[Web-SIG] WSGI for Python 3

Graham Dumpleton graham.dumpleton at gmail.com
Wed Jul 14 07:22:49 CEST 2010


On 14 July 2010 15:18, Ian Bicking <ianb at colorstudy.com> wrote:
> On Wed, Jul 14, 2010 at 12:04 AM, Graham Dumpleton
> <graham.dumpleton at gmail.com> wrote:
>>
>> On 14 July 2010 14:43, Ian Bicking <ianb at colorstudy.com> wrote:
>> > So... there's been some discussion of WSGI on Python 3 lately.  I'm not
>> > feeling as pessimistic as some people, I feel like we were close but
>> > just
>> > didn't *quite* get there.
>>
>> What I took from the discussion wasn't that one couldn't specify a
>> WSGI interface, and as you say we more or less have one now, the issue
>> is more about how practical that is from a usability perspective for
>> those who have to code stuff on top.
>
> My intuition is that won't be that bad.  At least compared to any library
> that is dealing with str/unicode porting issues; which aren't easy, but so
> it goes.
>
>>
>> > * I'm terrible at naming, but let's say these new values are
>> > RAW_SCRIPT_NAME
>> > and RAW_PATH_INFO.
>>
>> My prior suggestion on that since upper case keys for now effectively
>> derive from CGI, was to make them wsgi.script_name and wsgi.path_info.
>> Ie., push them into the wsgi namespace.
>
> That's fine with me too.
>
>>
>> > Does this solve everything?  There's broken stuff in the stdlib, but we
>> > shouldn't bother ourselves with that -- if we need working code we
>> > should
>> > just write it and ignore the stdlib or submit our stuff as patches to
>> > the
>> > stdlib.
>>
>> The quick summary of what I suggest before is at:
>>
>>  http://code.google.com/p/modwsgi/wiki/SupportForPython3X
>>
>> I believe the only difference I see is the raw SCRIPT_NAME and
>> PATH_INFO, which got discussed to death previously with no consensus.
>
> Thanks, I was looking for that.  I remember the primary objection to a
> SCRIPT_NAME/PATH_INFO change was from you.  Do you still feel that way?
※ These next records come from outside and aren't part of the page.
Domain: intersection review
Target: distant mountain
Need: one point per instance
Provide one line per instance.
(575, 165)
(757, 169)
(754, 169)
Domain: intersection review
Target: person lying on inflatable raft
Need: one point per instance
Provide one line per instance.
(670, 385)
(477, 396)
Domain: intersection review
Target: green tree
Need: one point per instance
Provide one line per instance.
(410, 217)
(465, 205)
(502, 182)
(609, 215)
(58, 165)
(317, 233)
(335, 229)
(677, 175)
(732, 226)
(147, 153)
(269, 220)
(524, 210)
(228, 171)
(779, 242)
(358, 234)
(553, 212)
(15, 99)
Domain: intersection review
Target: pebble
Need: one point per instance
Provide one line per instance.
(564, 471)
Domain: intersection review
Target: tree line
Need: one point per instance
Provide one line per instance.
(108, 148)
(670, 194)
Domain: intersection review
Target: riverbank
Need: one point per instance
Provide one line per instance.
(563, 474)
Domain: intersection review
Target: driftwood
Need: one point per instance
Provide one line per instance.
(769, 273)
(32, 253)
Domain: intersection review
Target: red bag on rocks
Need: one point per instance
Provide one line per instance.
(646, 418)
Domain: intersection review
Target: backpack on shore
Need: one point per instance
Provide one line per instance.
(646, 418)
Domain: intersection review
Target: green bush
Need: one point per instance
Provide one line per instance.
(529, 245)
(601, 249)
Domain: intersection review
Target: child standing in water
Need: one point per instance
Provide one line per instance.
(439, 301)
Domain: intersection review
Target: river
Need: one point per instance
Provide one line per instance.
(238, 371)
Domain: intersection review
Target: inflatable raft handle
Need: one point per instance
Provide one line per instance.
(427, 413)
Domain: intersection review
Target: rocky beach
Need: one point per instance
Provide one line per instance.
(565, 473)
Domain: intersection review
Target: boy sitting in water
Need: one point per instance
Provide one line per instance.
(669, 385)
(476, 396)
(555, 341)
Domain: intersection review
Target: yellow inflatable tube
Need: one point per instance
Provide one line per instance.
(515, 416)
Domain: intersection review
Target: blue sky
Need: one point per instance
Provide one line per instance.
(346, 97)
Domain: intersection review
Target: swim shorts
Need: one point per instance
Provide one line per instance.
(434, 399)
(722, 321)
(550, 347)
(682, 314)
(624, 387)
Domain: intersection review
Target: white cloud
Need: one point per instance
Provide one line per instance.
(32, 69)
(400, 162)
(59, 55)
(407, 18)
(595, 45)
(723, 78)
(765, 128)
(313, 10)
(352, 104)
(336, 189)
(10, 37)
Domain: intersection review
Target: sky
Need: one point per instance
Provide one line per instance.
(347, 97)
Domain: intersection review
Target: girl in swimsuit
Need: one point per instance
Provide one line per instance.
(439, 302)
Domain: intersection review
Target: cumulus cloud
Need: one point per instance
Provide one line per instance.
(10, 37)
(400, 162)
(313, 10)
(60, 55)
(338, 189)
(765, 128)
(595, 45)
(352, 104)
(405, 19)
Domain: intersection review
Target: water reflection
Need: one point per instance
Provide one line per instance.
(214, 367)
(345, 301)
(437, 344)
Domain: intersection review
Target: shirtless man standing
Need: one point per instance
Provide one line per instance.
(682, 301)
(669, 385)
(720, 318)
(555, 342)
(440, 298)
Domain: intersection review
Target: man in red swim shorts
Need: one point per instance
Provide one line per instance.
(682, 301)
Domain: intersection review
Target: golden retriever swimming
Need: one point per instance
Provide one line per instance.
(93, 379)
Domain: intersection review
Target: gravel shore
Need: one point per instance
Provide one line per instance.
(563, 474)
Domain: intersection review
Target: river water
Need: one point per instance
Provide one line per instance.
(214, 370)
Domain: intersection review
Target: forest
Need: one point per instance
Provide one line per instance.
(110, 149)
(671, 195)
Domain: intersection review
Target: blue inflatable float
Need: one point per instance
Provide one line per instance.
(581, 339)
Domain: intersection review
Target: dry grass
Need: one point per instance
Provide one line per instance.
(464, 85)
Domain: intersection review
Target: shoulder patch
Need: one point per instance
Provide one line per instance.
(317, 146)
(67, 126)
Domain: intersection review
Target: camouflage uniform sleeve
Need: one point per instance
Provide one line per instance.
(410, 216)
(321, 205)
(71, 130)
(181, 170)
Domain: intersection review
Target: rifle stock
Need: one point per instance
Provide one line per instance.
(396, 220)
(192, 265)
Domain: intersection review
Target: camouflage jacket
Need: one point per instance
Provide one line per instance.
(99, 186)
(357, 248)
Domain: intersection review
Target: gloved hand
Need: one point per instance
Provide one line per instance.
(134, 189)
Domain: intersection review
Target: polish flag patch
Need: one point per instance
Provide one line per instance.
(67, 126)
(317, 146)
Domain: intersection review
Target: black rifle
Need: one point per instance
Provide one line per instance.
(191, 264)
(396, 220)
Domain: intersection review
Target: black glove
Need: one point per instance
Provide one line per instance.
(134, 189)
I accept that access to the raw information may help for people who
want access to repeating slashes or other encoded information that an
underlying web server may alter, but I cant remember in what way this
helps with the Python 3 issues. That is why I just made the comment in
other email.

Perhaps you can cover how this helps with Python 3.

> I generally agree with your interpretation, except I would want to strictly
> disallow unicode (Python 3 str) from response bodies.  Latin1/ISO-8859-1 is
> an okay encoding for headers and status and raw SCRIPT_NAME/PATH_INFO, but
> for bodies it doesn't have any particular validity.
>
> I forgot to mention the response, which you cover; I guess I'm okay with
> being lenient on types there (allowing both bytes and str in Python 3)...
> though I'm not really that happy with it.  I'd rather just keep it symmetric
> with the request, requiring native strings everywhere.

The reason for allowing it in the response content was so the
canonical WSGI hello world still work unmodified.